The End-to-End Evaluation Pipeline
- Load source documents — depositions, contracts, expert reports, discovery responses.
- Generate findings — one or more LLMs generate structured findings from the source documents.
- Evaluate — judge models score each set of findings across all eight dimensions.
- Analyze — means, standard deviations, correlations, pairwise statistical significance.
- Report — markdown reports and visualizations (box plots, heatmaps, correlation matrices).
The pipeline runs asynchronously for efficiency, allowing us to evaluate multiple models across multiple documents in parallel.
What the Results Actually Showed
Performance by dimension:
- Evidence Detection: 0.96 avg, 100% pass
- Completeness Check: 1.00 avg, 100% pass
- Strategy & Planning: 0.91 avg, 100% pass
- Tool Efficiency: 0.85 avg, 100% pass
- Reasoning Transparency: 0.87 avg, 100% pass
- Legal Reasoning: 0.57 avg, 33.3% pass
Legal reasoning was the weak point. The model produced overgeneralized conclusions — correct facts paired with imprecise analysis. It could identify the right evidence but struggled to draw the kind of tightly reasoned legal conclusions that a senior attorney would expect. Without dimension-level scoring, these weaknesses would have been masked by strong performance in other areas. The overall average would have looked fine. The dimension-level breakdown revealed that the model was not yet ready for tasks requiring deep legal reasoning without human oversight.
What We Learned
- Weighted dimensions matter. Equal weighting produced misleading rankings. A model that scored well on citation quality but poorly on legal accuracy would rank higher than it should under equal weighting. Doubling the weight on legal accuracy corrected this distortion.

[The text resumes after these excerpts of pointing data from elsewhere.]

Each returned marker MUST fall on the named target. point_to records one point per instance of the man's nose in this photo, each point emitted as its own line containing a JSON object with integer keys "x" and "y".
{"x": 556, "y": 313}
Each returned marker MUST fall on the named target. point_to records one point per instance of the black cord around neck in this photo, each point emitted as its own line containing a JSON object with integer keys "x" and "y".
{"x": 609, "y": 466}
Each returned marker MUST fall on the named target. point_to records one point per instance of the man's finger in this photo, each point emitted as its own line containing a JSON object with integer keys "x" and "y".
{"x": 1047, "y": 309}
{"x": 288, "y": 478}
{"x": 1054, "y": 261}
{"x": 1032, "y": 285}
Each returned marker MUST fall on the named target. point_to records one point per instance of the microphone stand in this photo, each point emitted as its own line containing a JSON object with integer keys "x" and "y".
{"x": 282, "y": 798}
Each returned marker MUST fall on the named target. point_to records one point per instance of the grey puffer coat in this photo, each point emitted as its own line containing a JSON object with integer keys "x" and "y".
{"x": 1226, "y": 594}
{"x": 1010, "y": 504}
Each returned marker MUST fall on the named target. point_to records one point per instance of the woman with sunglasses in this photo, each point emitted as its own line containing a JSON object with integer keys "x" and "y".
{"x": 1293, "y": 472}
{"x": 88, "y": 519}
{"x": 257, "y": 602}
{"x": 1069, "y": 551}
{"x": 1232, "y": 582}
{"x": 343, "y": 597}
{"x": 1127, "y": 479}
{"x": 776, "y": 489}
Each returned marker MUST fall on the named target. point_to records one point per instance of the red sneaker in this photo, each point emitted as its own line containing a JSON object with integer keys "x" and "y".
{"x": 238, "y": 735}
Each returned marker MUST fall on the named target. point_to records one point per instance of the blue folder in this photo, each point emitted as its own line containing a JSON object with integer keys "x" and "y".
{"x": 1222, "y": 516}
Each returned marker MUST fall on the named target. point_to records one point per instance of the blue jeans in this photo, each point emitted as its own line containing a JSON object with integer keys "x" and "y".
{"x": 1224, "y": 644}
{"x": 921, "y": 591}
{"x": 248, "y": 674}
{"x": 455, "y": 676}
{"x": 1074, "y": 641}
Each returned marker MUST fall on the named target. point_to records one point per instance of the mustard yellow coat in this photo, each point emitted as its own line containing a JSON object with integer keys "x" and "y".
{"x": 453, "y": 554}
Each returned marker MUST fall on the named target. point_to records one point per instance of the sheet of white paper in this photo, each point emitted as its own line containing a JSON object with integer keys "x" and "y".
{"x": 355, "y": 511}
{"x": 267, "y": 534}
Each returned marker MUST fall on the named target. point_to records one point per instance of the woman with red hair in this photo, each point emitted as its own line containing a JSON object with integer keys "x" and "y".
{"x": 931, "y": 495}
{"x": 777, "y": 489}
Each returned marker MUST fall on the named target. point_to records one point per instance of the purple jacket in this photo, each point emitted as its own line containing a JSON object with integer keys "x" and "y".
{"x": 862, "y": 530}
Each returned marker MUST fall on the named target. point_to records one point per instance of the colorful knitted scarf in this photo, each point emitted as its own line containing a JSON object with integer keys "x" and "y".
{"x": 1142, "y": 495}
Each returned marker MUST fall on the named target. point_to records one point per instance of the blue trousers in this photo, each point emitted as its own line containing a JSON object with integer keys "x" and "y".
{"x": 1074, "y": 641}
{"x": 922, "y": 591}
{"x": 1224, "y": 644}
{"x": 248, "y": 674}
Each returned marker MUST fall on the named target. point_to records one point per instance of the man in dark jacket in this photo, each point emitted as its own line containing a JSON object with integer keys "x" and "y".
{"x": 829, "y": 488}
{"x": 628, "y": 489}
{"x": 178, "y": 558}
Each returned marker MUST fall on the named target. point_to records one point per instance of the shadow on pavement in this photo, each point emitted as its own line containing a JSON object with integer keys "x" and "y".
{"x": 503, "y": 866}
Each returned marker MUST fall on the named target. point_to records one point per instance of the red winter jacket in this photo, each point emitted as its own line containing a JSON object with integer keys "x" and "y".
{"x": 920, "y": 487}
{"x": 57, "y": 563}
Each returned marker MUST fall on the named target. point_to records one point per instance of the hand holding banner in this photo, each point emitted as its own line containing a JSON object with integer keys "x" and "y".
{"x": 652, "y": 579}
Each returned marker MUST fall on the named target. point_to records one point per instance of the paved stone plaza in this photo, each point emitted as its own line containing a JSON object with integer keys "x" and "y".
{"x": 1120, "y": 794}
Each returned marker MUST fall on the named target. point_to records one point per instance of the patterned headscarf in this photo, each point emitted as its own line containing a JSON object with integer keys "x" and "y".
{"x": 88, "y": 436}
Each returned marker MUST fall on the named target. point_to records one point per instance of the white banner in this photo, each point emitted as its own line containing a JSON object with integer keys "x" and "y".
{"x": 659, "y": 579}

- Multiple judges are essential. Single-judge evaluation showed approximately 15% variance in scores. With four judges, the variance dropped significantly, and the scores became stable and reproducible.
- Document type is a confounding variable. One model appeared to perform better than another — but only because the test set was skewed toward document types that favored it. Controlling for document type eliminated the apparent advantage.
- Statistical significance prevents false confidence. We require p < 0.05 before declaring one model better than another. Without this threshold, random variation in small samples could lead to incorrect conclusions about model quality.
Why This Matters
You cannot responsibly deploy AI to analyze depositions, contracts, and evidence without knowing quantitatively how good it is. Not "it seems to work well." Not "the attorneys like the output." Quantitatively — with scores, confidence intervals, and statistical tests.
The framework spans approximately 2,600 lines of Python across six modules. But the underlying patterns — weighted multi-dimension scoring, multi-judge consensus, statistical testing — are broadly applicable to any high-stakes domain where the cost of errors is high and the tolerance for ambiguity is low.
If you are building AI systems for legal work, medical analysis, financial compliance, or any domain where precision matters, you need an evaluation framework that goes beyond "accuracy on a benchmark." You need one that measures the dimensions that actually matter to the professionals who will rely on the output.